Western sinologists differentiate in Yuefu between sacred hymns and secular songs that speak about the needs and worries of the time.

The poems handed down as yuefu contain diverse and from a Confucian point of view unorthodox local traditions and testify to the more open atmosphere of the early Chinese Middle Ages compared to later times. In contrast to the Han-Fu , the theme of many Yuefu is no longer the glorification of the emperor's power, but the worries and needs of the individual. Religious Daoism also exerted an influence, as the Yuefu often ask the question of human mortality and eternity.

The metric of the Yuefu is different from the Han-Fu. They consist of three to seven characters per verse, and many yuefu have ballad characteristics . The ballads are a mixture of epic, lyrical and dramatic elements and use many formulaic expressions. The most famous ballad in the West is the Mulan Shi (木蘭詩). Then, during the Eastern Han period, yuefu were written in verse of five characters.

Cultural meaning

The Yuefu were of great importance for the development of later poetry in China, as the form, thematic and the topics of the Shi poems are based on them. The yuefu permeated the culture of the educated classes and the yuefu of the poets, in which they expressed their own thoughts, moods and feelings, were later distinguished from the anonymous yuefu of the music office.

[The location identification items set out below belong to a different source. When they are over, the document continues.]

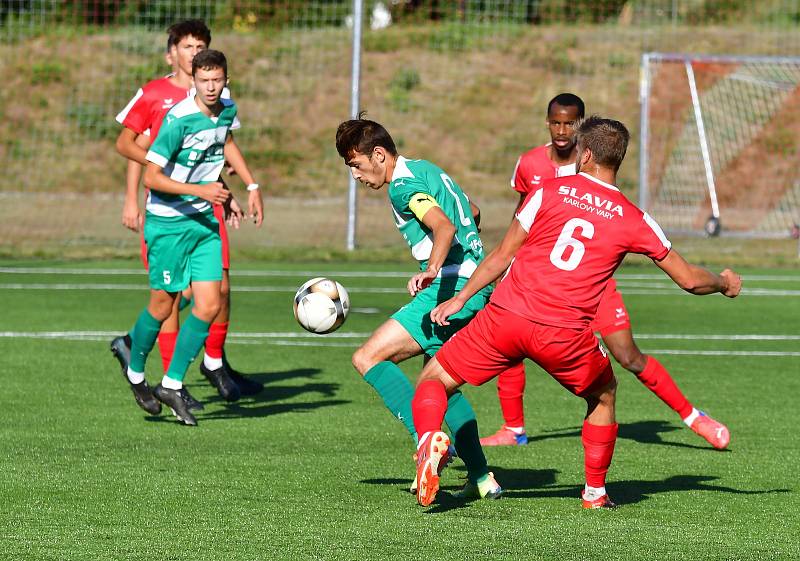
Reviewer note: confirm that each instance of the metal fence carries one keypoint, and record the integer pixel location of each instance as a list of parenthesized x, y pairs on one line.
[(461, 82)]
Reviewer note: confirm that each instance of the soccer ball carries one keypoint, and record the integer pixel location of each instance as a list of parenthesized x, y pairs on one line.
[(321, 305)]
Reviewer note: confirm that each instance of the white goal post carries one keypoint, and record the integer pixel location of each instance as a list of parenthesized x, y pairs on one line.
[(719, 144)]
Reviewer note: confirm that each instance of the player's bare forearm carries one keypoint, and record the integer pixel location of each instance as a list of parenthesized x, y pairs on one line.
[(476, 214), (443, 233), (128, 147), (235, 158), (698, 280), (131, 216)]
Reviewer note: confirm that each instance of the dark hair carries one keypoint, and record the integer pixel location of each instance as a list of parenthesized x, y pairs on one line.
[(194, 27), (362, 135), (606, 138), (208, 59), (568, 100)]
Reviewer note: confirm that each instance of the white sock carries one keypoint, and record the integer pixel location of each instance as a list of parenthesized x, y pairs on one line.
[(692, 416), (592, 493), (212, 363), (135, 377), (171, 384)]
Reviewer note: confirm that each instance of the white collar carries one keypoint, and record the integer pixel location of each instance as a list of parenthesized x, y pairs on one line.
[(603, 183), (401, 169)]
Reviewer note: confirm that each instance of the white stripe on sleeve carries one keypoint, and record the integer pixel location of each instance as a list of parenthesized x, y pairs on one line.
[(124, 113), (527, 215), (650, 221)]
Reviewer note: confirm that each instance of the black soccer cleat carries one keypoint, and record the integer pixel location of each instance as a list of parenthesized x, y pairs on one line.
[(220, 379), (121, 349), (246, 385), (175, 400), (191, 402)]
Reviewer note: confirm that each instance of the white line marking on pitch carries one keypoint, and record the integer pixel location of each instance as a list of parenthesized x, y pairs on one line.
[(342, 274), (652, 291)]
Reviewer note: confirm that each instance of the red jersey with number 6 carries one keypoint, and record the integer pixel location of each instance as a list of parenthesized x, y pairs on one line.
[(579, 230)]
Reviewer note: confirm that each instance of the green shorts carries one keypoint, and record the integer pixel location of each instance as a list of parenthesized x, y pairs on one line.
[(182, 249), (415, 317)]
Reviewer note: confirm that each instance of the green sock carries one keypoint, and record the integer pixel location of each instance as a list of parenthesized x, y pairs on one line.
[(143, 337), (464, 427), (191, 337), (395, 390)]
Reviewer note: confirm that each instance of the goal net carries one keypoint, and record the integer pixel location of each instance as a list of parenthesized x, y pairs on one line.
[(720, 144)]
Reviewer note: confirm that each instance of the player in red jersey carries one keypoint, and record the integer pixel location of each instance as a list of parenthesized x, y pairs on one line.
[(567, 240), (142, 119), (557, 159)]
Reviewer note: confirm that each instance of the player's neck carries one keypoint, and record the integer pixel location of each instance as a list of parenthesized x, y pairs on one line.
[(208, 110), (181, 80), (391, 163), (562, 159), (606, 175)]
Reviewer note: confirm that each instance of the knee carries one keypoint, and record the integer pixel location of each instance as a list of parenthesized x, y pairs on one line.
[(206, 310), (363, 360), (630, 358), (160, 308)]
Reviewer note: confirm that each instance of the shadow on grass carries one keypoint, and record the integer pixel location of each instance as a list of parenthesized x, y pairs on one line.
[(644, 432), (273, 399), (521, 483)]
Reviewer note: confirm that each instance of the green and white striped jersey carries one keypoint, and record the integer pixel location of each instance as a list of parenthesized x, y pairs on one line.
[(189, 147), (412, 177)]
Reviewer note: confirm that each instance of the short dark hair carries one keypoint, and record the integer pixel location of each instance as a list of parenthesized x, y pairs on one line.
[(197, 28), (208, 59), (568, 100), (362, 135), (606, 138)]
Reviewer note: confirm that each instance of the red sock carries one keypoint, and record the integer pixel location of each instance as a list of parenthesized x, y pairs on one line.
[(598, 448), (510, 389), (656, 378), (166, 346), (217, 332), (429, 406)]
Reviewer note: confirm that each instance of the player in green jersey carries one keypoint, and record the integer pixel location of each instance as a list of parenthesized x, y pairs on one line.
[(436, 219), (182, 234)]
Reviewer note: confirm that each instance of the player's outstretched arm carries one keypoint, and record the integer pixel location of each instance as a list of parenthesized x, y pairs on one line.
[(131, 215), (155, 179), (487, 272), (127, 146), (443, 231), (698, 280), (255, 203)]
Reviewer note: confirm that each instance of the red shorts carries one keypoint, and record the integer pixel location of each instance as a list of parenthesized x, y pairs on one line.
[(223, 234), (611, 313), (497, 339)]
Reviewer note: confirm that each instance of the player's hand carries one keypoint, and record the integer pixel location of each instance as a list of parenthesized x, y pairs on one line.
[(233, 213), (446, 309), (255, 206), (421, 281), (131, 216), (733, 283), (214, 192)]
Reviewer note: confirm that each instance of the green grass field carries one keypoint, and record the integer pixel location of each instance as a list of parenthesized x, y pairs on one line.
[(315, 468)]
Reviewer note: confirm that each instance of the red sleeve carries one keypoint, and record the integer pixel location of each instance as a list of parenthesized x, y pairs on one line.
[(649, 239), (519, 181), (138, 116)]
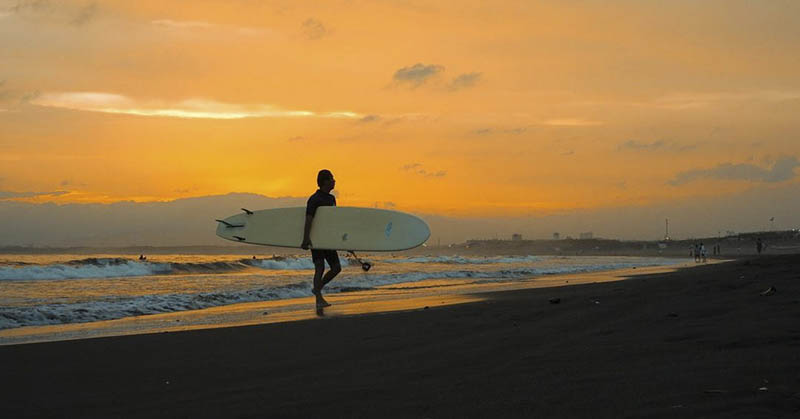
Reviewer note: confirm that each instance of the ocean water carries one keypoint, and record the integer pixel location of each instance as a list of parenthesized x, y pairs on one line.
[(62, 289)]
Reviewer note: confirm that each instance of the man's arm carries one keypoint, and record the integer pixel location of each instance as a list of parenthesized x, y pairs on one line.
[(307, 232)]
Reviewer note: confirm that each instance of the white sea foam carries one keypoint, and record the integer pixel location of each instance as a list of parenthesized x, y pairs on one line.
[(460, 260), (120, 268), (119, 307)]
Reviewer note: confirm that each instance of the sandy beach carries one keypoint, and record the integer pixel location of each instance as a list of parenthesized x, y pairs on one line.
[(697, 342)]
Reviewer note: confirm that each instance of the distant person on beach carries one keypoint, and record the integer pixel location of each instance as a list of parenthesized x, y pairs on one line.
[(321, 198)]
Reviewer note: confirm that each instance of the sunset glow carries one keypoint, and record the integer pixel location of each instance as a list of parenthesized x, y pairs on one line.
[(458, 108)]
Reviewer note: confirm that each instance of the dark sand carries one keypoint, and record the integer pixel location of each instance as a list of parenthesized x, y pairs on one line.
[(699, 342)]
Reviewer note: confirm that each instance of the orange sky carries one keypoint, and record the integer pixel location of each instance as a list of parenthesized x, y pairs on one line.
[(454, 108)]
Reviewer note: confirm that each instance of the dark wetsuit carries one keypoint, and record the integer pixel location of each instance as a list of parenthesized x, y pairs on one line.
[(322, 199)]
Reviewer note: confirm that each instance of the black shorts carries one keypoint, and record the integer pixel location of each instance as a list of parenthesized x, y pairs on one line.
[(332, 256)]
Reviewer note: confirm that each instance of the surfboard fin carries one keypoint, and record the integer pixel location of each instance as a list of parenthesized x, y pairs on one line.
[(229, 225)]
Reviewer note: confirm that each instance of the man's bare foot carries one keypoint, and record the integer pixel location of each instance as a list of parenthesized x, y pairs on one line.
[(320, 301)]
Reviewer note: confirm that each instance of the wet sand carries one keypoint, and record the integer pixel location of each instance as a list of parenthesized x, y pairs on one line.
[(699, 342)]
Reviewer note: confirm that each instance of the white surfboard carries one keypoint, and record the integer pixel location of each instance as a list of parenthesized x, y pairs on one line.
[(335, 228)]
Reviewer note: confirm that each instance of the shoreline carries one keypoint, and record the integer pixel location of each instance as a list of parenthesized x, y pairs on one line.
[(699, 342), (383, 299)]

The largest collection of Yuefu is the Yuefu Shiji ("Collection of Music Office Songs") compiled in the 12th century by Guo Maoqian.

literature

  • Martin Gimm : "The Yueh-fu tsa-lu of Tuan An-chieh". Harrassowitz, Wiesbaden 1966.
  • Wolfgang Kubin : History of Chinese Literature, Vol. 1: The Chinese Poetry. From the beginning to the end of the imperial era . KG Saur, Munich 2002, ISBN 3-598-24541-6 .
  • Helwig Schmidt-Glintzer : History of Chinese literature. The 3000 year development of the poetic, narrative and philosophical-religious literature of China from the beginning to the present . Scherz Verlag, Bern 1990, ISBN 3-502-16482-7 .

Individual evidence

  1. Debon, Günther: Chinese poetry. History poetry theory. Brill Verlag, Leiden 1989, p. 384.